The bulk of the continuous increase in foreign capital flows is largely related to corporate debt. US residents were net sellers of foreign bonds at $17 billion in August, the largest since the series were made available. That beat the previous record of $16 billion, which was during the LTCM crisis of October 1998 when US investors exited emerging market bonds. In contrast, foreigners increased their net purchases of US corporates by 62%. These two massive flows into US and out of foreign debt overshadowed significant declines of foreign flows in US stocks and agency bonds. (see below for reasons)
The 62% increase in net foreign purchases of US corporate bonds to $40.3 bln accounted for 400% of total net foreign purchases. The corporate bonds series is especially volatile in the TICS data as the July figure saw a 54% decrease.
Also contributing to the increase in capital flows was the aforementioned $17 billion in US resident net selling of foreign bonds, which was the highest since October 1998 at the explosion of the LTCM hedge fund crisis. The main reason to this net selling could be the sharp increase in the value of the dollar, which dilutes the currency return of foreign bonds to US residents. This is especially the case when the yield attraction on foreign bonds is sharply curtailed by the accumulation in US yields.
- Interest in US treasuries from the top holders was sustained through the month, with the UK adding 10% to $174 billion and China up 2.4% to $248 bln. Japanese holdings of treasuries remained virtually flat around the $680 billion mark as has been the case for the 9 th straight month. OPEC holdings of Treasuries increased 7.4% to $54 billion, but well below its $68 billion high of February 2005.
- US residents increased their net purchases of foreign stocks by 56% to $13.6 billion, the third highest next outflow since the data have been made available in 1988. This contrasts with the all time high in US sales of foreign bonds, thereby indicating that US residents were primarily capturing the capital gain potential of foreign bourses, which compensates for any FX risks from weakness in foreign currencies against the dollar. This is not the case in with foreign bonds whose yields have not made up for any dollar strength.
The foreign official (usually central banks) portion of total net foreign purchases of US Treasuries remained relatively understated at 11% and 13% in August and September.

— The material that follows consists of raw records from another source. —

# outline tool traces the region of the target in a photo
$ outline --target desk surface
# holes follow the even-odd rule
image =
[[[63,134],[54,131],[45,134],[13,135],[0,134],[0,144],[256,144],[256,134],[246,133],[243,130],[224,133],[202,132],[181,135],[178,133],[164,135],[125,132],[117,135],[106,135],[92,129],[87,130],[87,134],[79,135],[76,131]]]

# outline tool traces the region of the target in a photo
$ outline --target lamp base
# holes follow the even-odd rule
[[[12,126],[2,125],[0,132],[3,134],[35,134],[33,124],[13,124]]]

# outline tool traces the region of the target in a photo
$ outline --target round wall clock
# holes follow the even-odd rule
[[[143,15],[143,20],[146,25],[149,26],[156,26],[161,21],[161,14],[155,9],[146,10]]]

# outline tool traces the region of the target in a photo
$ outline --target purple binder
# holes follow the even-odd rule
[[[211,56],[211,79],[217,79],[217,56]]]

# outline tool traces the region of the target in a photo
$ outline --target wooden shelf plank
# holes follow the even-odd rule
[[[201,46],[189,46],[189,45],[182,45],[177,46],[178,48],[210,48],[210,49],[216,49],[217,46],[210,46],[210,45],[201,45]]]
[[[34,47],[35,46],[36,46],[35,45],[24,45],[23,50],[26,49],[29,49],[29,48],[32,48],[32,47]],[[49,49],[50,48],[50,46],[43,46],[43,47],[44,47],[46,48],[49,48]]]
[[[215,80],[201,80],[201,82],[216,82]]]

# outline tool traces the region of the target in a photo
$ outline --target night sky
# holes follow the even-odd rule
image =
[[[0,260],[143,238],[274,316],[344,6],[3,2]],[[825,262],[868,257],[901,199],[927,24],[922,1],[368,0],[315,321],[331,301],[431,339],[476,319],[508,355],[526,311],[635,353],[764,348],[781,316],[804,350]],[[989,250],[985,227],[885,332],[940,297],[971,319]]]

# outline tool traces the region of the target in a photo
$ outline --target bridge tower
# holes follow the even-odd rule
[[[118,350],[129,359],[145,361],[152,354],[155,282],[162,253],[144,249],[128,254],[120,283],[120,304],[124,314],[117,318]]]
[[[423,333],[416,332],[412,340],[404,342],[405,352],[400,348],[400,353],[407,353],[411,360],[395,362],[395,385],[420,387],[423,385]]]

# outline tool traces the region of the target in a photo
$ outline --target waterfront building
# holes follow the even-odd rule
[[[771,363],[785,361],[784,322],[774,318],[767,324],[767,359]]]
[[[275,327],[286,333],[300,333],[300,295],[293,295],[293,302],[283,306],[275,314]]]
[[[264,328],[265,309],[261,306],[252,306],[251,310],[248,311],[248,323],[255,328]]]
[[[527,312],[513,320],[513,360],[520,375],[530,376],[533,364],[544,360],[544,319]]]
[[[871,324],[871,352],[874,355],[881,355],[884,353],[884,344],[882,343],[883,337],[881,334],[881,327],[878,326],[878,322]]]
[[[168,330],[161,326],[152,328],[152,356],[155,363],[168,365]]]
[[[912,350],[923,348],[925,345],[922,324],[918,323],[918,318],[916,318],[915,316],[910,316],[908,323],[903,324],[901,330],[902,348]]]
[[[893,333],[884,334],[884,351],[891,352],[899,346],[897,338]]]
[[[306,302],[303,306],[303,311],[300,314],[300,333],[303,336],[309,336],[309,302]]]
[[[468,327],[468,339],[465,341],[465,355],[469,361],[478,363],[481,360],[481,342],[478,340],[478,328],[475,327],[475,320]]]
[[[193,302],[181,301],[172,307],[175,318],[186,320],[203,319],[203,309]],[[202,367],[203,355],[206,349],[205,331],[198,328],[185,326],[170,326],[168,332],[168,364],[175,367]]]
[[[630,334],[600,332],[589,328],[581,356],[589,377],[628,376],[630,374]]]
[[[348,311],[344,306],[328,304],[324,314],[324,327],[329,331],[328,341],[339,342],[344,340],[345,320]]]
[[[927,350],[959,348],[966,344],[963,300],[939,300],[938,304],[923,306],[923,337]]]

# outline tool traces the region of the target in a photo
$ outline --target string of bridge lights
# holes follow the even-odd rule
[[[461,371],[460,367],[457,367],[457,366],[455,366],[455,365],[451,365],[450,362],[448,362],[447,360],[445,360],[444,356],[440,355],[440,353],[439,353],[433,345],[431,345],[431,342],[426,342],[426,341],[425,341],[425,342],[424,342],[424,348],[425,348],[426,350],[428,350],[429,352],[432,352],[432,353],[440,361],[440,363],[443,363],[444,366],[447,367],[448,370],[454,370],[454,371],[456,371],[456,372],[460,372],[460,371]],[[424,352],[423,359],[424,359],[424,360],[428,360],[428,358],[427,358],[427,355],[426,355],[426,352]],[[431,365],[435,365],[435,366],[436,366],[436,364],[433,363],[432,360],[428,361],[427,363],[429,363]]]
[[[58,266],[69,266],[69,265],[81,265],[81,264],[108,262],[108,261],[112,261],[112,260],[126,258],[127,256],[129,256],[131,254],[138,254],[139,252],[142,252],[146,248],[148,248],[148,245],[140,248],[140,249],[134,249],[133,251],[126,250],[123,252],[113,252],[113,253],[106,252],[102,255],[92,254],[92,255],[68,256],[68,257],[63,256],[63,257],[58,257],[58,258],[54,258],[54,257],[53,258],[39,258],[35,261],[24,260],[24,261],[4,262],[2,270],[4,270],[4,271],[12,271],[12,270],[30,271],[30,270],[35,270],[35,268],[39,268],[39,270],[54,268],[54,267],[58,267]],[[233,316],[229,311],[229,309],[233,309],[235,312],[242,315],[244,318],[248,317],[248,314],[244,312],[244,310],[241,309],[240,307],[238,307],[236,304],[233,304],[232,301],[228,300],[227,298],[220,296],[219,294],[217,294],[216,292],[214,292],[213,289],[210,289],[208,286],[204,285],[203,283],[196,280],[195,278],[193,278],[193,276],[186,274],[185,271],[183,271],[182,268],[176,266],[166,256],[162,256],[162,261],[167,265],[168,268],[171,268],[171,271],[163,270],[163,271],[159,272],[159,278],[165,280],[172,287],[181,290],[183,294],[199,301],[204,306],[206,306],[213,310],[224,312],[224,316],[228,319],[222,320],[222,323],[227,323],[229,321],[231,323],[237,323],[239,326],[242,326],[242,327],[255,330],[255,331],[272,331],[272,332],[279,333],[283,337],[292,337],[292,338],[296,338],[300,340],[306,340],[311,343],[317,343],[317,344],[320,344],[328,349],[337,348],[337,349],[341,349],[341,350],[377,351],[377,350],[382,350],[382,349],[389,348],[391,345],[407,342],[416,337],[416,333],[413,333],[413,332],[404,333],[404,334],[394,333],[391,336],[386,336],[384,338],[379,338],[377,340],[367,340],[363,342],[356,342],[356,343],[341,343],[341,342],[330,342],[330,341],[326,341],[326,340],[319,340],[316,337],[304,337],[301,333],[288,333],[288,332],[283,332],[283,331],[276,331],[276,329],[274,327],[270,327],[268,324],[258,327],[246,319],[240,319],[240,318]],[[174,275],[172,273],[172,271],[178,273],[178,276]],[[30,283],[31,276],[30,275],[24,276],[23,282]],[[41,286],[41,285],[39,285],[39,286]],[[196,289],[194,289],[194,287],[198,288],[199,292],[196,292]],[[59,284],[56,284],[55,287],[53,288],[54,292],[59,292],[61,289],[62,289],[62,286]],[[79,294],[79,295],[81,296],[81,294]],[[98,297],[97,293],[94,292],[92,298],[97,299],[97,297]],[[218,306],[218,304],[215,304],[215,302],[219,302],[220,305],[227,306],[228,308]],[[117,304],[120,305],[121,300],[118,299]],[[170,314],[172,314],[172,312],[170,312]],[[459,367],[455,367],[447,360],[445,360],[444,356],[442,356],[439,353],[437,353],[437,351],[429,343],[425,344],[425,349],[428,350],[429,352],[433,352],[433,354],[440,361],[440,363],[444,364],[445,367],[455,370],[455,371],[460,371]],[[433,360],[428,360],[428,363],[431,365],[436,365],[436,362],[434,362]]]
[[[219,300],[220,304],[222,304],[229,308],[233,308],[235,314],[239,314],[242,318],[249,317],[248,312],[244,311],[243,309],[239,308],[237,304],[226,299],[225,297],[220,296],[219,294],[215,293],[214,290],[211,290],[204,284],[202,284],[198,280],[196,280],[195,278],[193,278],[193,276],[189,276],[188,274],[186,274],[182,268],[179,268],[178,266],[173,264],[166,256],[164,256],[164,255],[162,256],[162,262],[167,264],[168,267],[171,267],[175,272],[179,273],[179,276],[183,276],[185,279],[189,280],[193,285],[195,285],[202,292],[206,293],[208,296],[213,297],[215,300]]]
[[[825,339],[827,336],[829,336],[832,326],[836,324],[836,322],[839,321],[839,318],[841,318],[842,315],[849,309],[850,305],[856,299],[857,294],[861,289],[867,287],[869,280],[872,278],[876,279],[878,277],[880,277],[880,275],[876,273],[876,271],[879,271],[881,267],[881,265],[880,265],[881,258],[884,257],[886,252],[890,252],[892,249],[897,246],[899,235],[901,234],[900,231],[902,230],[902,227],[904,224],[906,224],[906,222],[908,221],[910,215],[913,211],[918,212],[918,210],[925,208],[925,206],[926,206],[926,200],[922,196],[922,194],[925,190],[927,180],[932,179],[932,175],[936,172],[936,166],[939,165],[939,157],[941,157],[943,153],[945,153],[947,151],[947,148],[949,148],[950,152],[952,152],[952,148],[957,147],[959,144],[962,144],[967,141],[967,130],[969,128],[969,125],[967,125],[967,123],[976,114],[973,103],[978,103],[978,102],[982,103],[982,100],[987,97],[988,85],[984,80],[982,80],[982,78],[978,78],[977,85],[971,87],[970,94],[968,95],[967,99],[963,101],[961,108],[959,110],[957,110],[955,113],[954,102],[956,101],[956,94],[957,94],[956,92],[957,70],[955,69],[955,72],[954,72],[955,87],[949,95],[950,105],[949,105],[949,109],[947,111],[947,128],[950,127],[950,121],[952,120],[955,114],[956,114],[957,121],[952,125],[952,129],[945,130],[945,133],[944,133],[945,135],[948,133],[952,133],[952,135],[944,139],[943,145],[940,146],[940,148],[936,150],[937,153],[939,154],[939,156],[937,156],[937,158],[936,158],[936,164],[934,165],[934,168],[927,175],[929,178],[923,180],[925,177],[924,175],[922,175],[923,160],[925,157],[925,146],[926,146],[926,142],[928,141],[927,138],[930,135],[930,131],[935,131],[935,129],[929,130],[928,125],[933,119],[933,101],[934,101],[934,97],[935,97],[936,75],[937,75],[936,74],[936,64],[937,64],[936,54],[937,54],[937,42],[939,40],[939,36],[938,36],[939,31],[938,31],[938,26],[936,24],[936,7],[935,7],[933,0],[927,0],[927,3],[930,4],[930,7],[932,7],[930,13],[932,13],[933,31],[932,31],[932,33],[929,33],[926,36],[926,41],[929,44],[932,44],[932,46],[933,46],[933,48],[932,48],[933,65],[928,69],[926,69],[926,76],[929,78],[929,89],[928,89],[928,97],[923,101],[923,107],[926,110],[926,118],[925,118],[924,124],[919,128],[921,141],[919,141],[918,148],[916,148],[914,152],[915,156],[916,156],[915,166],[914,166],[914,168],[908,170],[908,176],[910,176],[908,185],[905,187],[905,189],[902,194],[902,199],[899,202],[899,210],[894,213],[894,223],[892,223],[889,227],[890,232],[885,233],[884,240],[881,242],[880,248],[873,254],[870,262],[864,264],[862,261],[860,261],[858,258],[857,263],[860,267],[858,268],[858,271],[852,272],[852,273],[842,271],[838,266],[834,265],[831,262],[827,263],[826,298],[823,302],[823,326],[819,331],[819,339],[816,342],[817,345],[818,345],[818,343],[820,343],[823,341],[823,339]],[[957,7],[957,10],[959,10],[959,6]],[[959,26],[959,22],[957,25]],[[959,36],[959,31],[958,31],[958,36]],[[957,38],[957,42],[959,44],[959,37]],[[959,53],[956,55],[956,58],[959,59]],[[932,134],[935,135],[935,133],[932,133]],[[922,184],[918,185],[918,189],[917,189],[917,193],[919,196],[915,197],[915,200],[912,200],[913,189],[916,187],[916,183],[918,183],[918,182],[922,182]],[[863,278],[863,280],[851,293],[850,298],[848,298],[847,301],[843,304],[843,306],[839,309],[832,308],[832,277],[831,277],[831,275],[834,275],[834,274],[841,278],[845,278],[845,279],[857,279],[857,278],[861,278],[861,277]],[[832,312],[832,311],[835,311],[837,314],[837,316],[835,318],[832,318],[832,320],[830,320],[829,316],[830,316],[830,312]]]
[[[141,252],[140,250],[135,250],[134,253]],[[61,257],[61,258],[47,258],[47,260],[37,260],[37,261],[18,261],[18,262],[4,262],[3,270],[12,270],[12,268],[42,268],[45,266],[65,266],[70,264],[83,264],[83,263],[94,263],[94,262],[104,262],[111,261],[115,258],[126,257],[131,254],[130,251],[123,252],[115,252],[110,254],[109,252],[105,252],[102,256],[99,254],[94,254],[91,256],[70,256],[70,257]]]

The 58% decline in net foreign purchases of US agency bonds to $15.7 bln was the biggest percentage decrease since October 2003 and was the lowest figure since April 2005.
The dollar index is 10 points away from its 90.45 high of July 27 as the currency extends its gains ahead of what could be a fresh dosage of anti-inflation rhetoric from the Fed. Interestingly, however, Fed Chairman Greenspan's speech on energy in Japan today stipulated that higher energy prices would eventually lead to a slowdown in demand but more importantly stated for the first time that the rise in energy prices would have a drag on growth.
The market must watch in this week's flurry of Fed speeches whether any of the officials will begin including growth concerns along with the usual inflation worries. We have already seen Fed Board Governor Olson last week sticking to his "dissenter" view when he said he wasn't sure about whether price pressures were passing through while indicating that rising energy prices could restrain the economy "at least for a time".
While we stick with our month end forecasts of EURUSD at $118 and USDJPY at 112.00, we see the dollar's upward course beginning to fade in late Q4 when markets obtain better visibility as to when the Fed's rate hikes come to an end. Thus, although markets are currently pricing a 4.5% fed funds rate by end of January, the increased certainty that 4.5% will be the peak should help trigger unwinding of dollar longs - especially as the Bank of Japan sets to remove its accommodation in Q1 2006 and the ECB maintains its inflationary red flags. The dollar rise could even be sharply reversed in the event of a yuan revaluation against the dollar in the second half of the quarter, after the latest GDP figures.
In the meantime, we could see fresh dollar gains testing the preliminary support of $1.1872 and tomorrow in the event that the consensus forecast's 8-point increase in the October Philly Fed materializes.